To stay on top, you need a solid strategy. Good business strategy is about providing superior, hard-to-copy customer value. It’s about influencing the future, not reacting to it. You may not spend much time on strategic business thinking right now because it detracts from the day-to-day, but it may be exactly what you need to keep your business healthy over the long term.

Further, strategic thinking isn’t trivial and rarely offers immediate rewards. It forces you to go beyond your comfort zone and make decisions about your long-term competitiveness. As an entrepreneur, you have the ability to move quickly and change course, but your strategy must recognize likely weaknesses of limited resources and less-developed branding.

Luckily, there are many tools to help guide your strategic business planning.

1. PESTLE

Your business doesn’t operate in isolation. In this analysis, write down on a sheet of paper 6 headings: Political, Economic, Social, Technical, Legal and Environmental.
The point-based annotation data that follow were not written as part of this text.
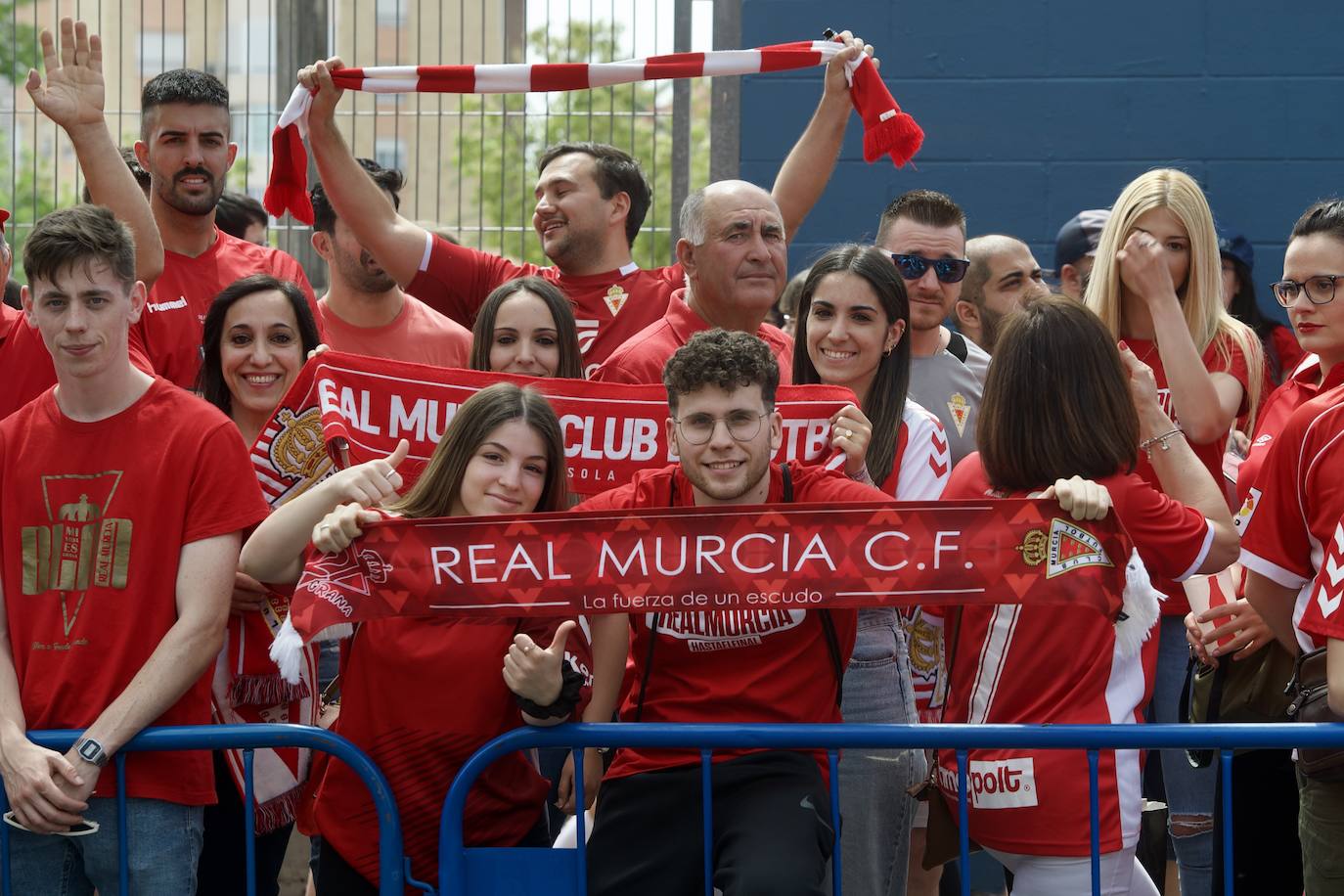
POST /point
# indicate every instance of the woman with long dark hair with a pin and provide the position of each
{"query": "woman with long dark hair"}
(1066, 416)
(420, 694)
(255, 336)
Under each category, list all the factors that affect – or have the potential to affect – your business. For instance, a “political” factor with implications for your business may be a new funding policy related to your clients. An example of a “technical” factor would be the emergence of a new technology that reduces your operating costs.

To use this tool to help develop your business strategy, your starting point should be selecting and prioritizing a handful of factors according to their current or future impact on your business, along with your ability to respond to them.

2. Why Analysis

All businesses have problems. The successful ones recognize the causes, and prioritize the solutions strategically. You can use this approach to solve your, and some of your customer’s problems.
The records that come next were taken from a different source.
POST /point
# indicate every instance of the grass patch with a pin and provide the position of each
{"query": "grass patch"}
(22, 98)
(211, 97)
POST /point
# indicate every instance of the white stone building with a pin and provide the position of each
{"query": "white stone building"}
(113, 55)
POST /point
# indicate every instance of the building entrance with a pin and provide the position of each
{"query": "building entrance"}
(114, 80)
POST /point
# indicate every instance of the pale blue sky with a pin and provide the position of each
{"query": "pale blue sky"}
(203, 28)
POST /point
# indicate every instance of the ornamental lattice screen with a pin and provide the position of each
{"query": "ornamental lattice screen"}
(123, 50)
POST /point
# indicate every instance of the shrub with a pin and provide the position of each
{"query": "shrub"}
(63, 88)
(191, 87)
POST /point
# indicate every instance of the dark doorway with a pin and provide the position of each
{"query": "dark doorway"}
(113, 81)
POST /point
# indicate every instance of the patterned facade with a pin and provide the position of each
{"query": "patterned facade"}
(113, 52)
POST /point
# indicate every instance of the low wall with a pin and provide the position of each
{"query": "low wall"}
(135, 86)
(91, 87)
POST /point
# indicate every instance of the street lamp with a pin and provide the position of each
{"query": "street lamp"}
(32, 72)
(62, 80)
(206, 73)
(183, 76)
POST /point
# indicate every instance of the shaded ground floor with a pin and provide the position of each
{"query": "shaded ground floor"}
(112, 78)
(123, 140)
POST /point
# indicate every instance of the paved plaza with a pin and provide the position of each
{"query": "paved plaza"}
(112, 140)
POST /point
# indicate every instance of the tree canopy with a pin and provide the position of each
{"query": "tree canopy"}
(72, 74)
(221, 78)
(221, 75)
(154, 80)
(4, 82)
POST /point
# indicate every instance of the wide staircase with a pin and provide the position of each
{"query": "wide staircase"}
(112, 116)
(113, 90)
“Why analysis” takes a single problem and identifies the root causes. You can question each answer produced by your analysis up to five times to determine core problems. Then, you can prioritize the core problems according to impact and remedy. This simple example illustrates the reasoning:

  • Problem: Slowing Sales
  • Why are sales slowing? Because of a lack of quality sales staff.
  • Why is the quality of sales staff lacking? Because of inadequate training.
  • Why in the training inadequate? Because the sales manager is overworked.
  • Why is the sales manager overworked? Because there are too many customer issues outstanding.
  • Why are there too many issues outstanding? Because there is no after-sales process. 

In reality there will be multiple problems and causes. Solving a few key root causes will have greatest strategic impact.

3. Strategy Canvas

The Strategy Canvas asks you to identify the main factors in your current product or service offering that create customer value. For instance, a plumbing business may include price, time to respond, residential service and environment technology as factors. For each factor rate your product or service from 0 to 10. Now, do the same for key competitors or substitutes (such as DIY) and use the same factors.

Your customer value strategy is about changing and redefining your offerings strategically. Start the process by eliminating or reducing some of the factors to reduce costs. You can improve some factors and add new ones to create better customer value. The Strategy Canvas requires a lot of thinking time, collaboration and research, but the results can really set your firm apart.

Others to Tools to Consider

The previous are just a selection of strategy tools you can use in your business. You may want to look at other tools such as SWOT Analysis, Porter’s 5 Forces, the Business Case, the Osterwalder Business Model Canvas, the GE Business Screen and the Balanced Scorecard.

Turning Analysis into Action

Good strategy describes what you are going to do, and when and how you’re going to do it, along with the expected costs, efforts and rewards. As a business owner with limited resources, your strategy must recognize your ability to implement and fit with your values.

By setting aside a few hours of strategic planning time every month, you may be making the best possible investment you’ve made in your business yet.